Conducted in April and May on behalf of RSA Security LLC, the survey asked a series of fact-based questions, such as the most frequent data breach cause and how to implement a zero-trust strategy. The results were published earlier this week as part of the RSA ID IQ report, since most of the questions concerned identity-related issues.
Almost half of the respondents answered at least half of the questions incorrectly, while fewer than 10% got most questions correct. That seems to be a failing grade right off the bat.
Two-thirds of the self-described identity management experts did not select the best practices for reducing phishing. The question asked to pick several ways to reduce phishing attacks, and the correct answers were multifactor authentication and tools using the Fast Identity Alliance protocols.

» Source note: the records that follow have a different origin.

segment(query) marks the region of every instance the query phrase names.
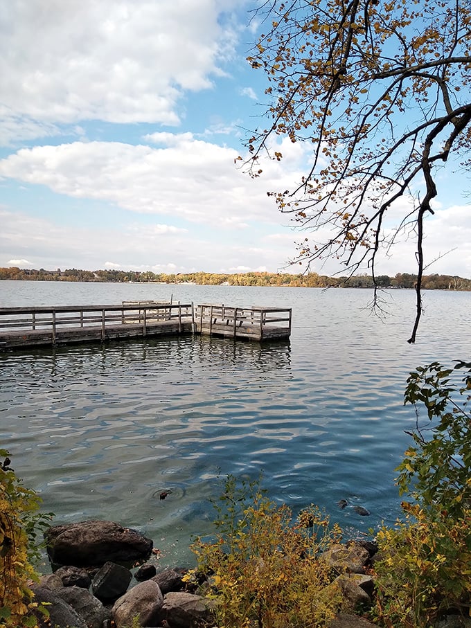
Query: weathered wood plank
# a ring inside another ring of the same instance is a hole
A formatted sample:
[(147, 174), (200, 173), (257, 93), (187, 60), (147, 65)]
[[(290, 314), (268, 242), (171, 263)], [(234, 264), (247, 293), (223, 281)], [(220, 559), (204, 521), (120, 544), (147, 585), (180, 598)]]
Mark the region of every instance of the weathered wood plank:
[(160, 304), (0, 308), (0, 348), (105, 342), (166, 334), (287, 339), (292, 310), (223, 305)]

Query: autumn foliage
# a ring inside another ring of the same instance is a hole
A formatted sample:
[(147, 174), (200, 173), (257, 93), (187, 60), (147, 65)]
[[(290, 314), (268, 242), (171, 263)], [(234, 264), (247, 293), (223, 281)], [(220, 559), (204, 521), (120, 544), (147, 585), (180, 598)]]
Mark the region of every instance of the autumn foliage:
[[(297, 259), (333, 256), (375, 278), (378, 251), (405, 231), (417, 243), (421, 312), (425, 222), (438, 169), (469, 169), (471, 10), (465, 0), (267, 0), (249, 62), (266, 73), (266, 128), (247, 141), (254, 176), (272, 135), (308, 143), (291, 189), (269, 192), (295, 222), (320, 231)], [(402, 202), (398, 201), (402, 199)], [(400, 213), (390, 222), (391, 210)]]

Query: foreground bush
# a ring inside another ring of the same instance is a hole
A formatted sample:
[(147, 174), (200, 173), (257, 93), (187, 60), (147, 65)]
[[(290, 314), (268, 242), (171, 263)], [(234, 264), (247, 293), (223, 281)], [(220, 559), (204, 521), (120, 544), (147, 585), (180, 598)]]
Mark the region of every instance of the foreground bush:
[(341, 596), (317, 557), (340, 530), (325, 515), (312, 507), (293, 521), (286, 505), (231, 476), (217, 510), (215, 538), (193, 546), (198, 569), (210, 575), (217, 625), (314, 628), (335, 616)]
[(449, 610), (470, 614), (470, 363), (434, 362), (407, 380), (405, 402), (416, 406), (417, 424), (397, 483), (409, 501), (405, 520), (377, 535), (384, 559), (376, 567), (376, 616), (384, 626), (428, 628)]
[[(32, 562), (38, 555), (38, 528), (50, 517), (39, 514), (40, 499), (21, 485), (8, 452), (0, 449), (0, 626), (34, 627), (32, 611), (38, 604), (28, 582), (37, 578)], [(39, 610), (47, 615), (44, 607)]]

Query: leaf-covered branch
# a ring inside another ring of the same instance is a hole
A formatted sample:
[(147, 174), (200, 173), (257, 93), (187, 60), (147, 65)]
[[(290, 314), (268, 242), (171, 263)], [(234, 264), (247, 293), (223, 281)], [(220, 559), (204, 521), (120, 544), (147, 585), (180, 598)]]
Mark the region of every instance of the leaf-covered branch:
[[(267, 75), (270, 122), (247, 140), (249, 170), (260, 176), (262, 152), (282, 159), (272, 136), (307, 143), (302, 179), (269, 194), (296, 226), (330, 227), (327, 241), (305, 240), (293, 261), (309, 267), (333, 255), (354, 269), (366, 263), (374, 278), (378, 251), (408, 224), (417, 244), (415, 342), (436, 169), (451, 153), (470, 165), (469, 3), (269, 0), (256, 15), (267, 28), (248, 60)], [(412, 210), (391, 224), (401, 197)]]

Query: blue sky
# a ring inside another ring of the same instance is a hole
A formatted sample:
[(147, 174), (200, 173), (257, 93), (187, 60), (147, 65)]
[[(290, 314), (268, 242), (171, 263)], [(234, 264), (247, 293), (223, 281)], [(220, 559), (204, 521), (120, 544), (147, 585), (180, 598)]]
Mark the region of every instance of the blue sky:
[[(253, 6), (3, 3), (0, 267), (286, 269), (307, 234), (293, 230), (266, 192), (300, 179), (308, 147), (274, 139), (284, 159), (265, 164), (257, 180), (234, 164), (244, 129), (264, 125), (264, 76), (245, 62), (260, 28)], [(470, 186), (462, 175), (441, 177), (426, 253), (432, 260), (451, 252), (427, 272), (471, 277)], [(414, 267), (405, 237), (378, 270)]]

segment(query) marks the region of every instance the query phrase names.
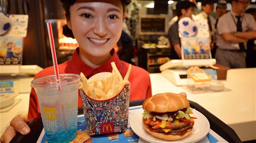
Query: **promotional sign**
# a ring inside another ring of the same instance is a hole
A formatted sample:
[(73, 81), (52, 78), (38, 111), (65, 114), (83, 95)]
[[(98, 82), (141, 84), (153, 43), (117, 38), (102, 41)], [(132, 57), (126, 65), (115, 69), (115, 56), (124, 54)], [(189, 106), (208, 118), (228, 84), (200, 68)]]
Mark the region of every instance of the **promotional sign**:
[(28, 15), (0, 12), (0, 65), (21, 64)]
[(183, 59), (212, 58), (207, 22), (184, 17), (179, 21)]

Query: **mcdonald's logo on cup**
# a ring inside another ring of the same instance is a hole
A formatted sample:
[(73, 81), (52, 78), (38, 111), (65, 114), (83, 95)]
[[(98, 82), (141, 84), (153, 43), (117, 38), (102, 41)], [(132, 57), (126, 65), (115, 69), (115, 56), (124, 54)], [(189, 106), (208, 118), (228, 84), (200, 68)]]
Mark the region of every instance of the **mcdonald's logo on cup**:
[(56, 120), (55, 108), (44, 107), (44, 113), (45, 119), (47, 120)]
[(100, 134), (114, 132), (113, 122), (100, 124)]

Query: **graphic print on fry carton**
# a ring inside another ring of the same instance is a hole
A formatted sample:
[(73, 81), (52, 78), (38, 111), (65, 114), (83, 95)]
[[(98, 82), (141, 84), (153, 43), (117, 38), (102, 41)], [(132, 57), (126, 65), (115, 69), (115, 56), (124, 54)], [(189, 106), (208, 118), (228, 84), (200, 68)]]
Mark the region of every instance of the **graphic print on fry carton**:
[(58, 131), (55, 108), (44, 107), (44, 113), (46, 123), (46, 127), (45, 129), (52, 132)]
[[(105, 101), (96, 101), (89, 97), (80, 90), (87, 129), (90, 136), (105, 133), (102, 124), (112, 123), (108, 133), (125, 131), (128, 122), (130, 85), (125, 86), (119, 95)], [(102, 124), (103, 125), (103, 124)], [(109, 125), (109, 124), (108, 124)]]

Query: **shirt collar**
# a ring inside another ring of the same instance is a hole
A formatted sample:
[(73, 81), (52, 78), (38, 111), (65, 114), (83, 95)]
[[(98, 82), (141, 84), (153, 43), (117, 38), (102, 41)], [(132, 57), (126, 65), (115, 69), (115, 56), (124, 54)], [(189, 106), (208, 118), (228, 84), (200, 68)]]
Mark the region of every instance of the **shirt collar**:
[(69, 73), (80, 75), (80, 73), (82, 72), (85, 77), (89, 78), (99, 73), (112, 72), (112, 67), (110, 63), (112, 62), (114, 62), (118, 68), (121, 66), (120, 60), (114, 49), (110, 51), (112, 56), (109, 60), (95, 69), (91, 67), (81, 60), (79, 57), (79, 48), (77, 48), (71, 60), (68, 62), (69, 65), (67, 70)]
[(208, 17), (207, 14), (206, 14), (206, 13), (204, 12), (203, 11), (202, 11), (202, 14), (203, 14), (204, 16), (206, 17), (206, 18)]
[(243, 14), (244, 14), (244, 13), (242, 13), (241, 15), (238, 15), (237, 14), (236, 14), (232, 10), (230, 10), (230, 13), (231, 13), (231, 14), (233, 16), (235, 16), (237, 15), (240, 15), (240, 16), (243, 16)]

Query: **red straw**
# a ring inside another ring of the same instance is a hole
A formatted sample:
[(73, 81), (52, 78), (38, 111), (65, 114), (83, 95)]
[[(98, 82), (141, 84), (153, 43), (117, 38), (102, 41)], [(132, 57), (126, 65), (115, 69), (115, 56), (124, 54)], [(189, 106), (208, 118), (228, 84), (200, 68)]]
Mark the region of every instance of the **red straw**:
[[(59, 70), (58, 68), (58, 62), (57, 62), (57, 58), (56, 57), (56, 52), (55, 52), (55, 46), (54, 44), (53, 40), (53, 35), (52, 34), (52, 24), (50, 22), (47, 23), (47, 29), (48, 30), (48, 34), (50, 39), (50, 45), (51, 46), (51, 50), (52, 50), (52, 61), (53, 61), (53, 67), (54, 67), (54, 73), (55, 74), (55, 78), (58, 83), (60, 83), (60, 76), (59, 75)], [(60, 91), (60, 87), (58, 87), (58, 91)], [(63, 105), (61, 106), (61, 110), (64, 112), (65, 109)], [(62, 114), (63, 121), (64, 124), (64, 127), (66, 130), (67, 129), (67, 122), (66, 121), (66, 117), (64, 113)]]
[[(53, 40), (52, 24), (50, 22), (47, 23), (47, 29), (48, 29), (48, 34), (49, 35), (50, 44), (51, 46), (51, 50), (52, 50), (52, 57), (55, 78), (57, 82), (58, 83), (60, 83), (60, 76), (59, 75), (59, 70), (58, 68), (58, 62), (57, 62), (57, 57), (56, 57), (56, 52), (55, 52), (55, 46)], [(60, 87), (58, 87), (58, 90), (59, 91), (60, 90)]]

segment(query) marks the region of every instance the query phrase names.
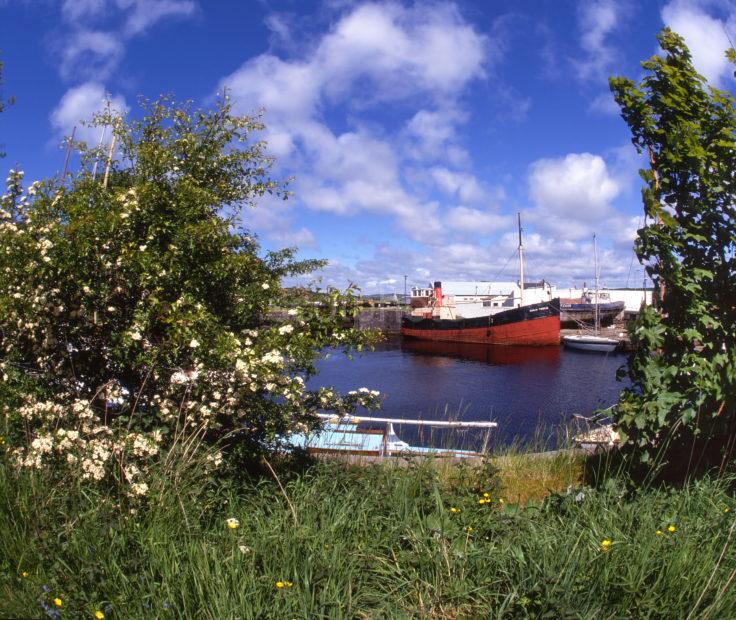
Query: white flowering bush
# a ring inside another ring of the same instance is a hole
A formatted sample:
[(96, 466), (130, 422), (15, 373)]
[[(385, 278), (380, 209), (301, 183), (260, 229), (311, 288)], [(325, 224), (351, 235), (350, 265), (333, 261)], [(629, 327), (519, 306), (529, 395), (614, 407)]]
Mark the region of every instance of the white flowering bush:
[(291, 307), (280, 281), (317, 267), (262, 254), (241, 222), (266, 193), (257, 118), (160, 100), (115, 126), (107, 185), (95, 149), (61, 185), (11, 170), (0, 197), (0, 407), (10, 454), (145, 494), (172, 449), (208, 463), (251, 459), (318, 423), (318, 411), (375, 406), (377, 393), (309, 391), (315, 354), (361, 347), (341, 327), (351, 291)]

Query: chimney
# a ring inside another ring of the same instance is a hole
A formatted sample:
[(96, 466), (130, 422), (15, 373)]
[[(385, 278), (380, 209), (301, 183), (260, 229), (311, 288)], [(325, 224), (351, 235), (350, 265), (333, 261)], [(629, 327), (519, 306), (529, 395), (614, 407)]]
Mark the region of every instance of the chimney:
[(442, 305), (442, 282), (434, 283), (434, 305), (437, 307)]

The online multiple-choice survey was distributed to RSA Conference attendees along with attendance at other European security conferences and other RSA customers. Each participant was asked to self-identify as either an identity expert, a cybersecurity expert or neither, though some kind of information technology involvement was assumed, given the audience. This means it’s difficult to draw definitive conclusions, given the self-selection, but the results are still unsettling.
The survey asked participants to estimate the cost of resetting a single user’s password, with three-quarters of the answers estimating too low. The correct answer, taken from an old Forrester Research study, is more than $70.
Other choices that were picked by the respondents were much lower. And two-thirds of the respondents admitted to recycling the same password across multiple accounts, something that really shouldn’t be surprising but is somewhat depressing nonetheless.
A third of all respondents said they were prevented from accessing systems needed to do their work at least once a week because of various operational malfunctions.
“We need the help of AI technologies to manage all the identities throughout their lifecycle,” RSA Chief Executive Rohit Ghai wrote in the introduction to the report. “Paradoxically, even in this world where AI can dynamically assess risks and automate responses to threats, humans will have an even more important and strategic role in cybersecurity and identity security.”
Ghai outlined a place for humans to pave the eventual artificial intelligence highways and set the AI rules of the road, as well as planning for potential AI-generated errors. In the meantime, it seems we still need help paving the way for more knowledgeable cybersecurity personnel too.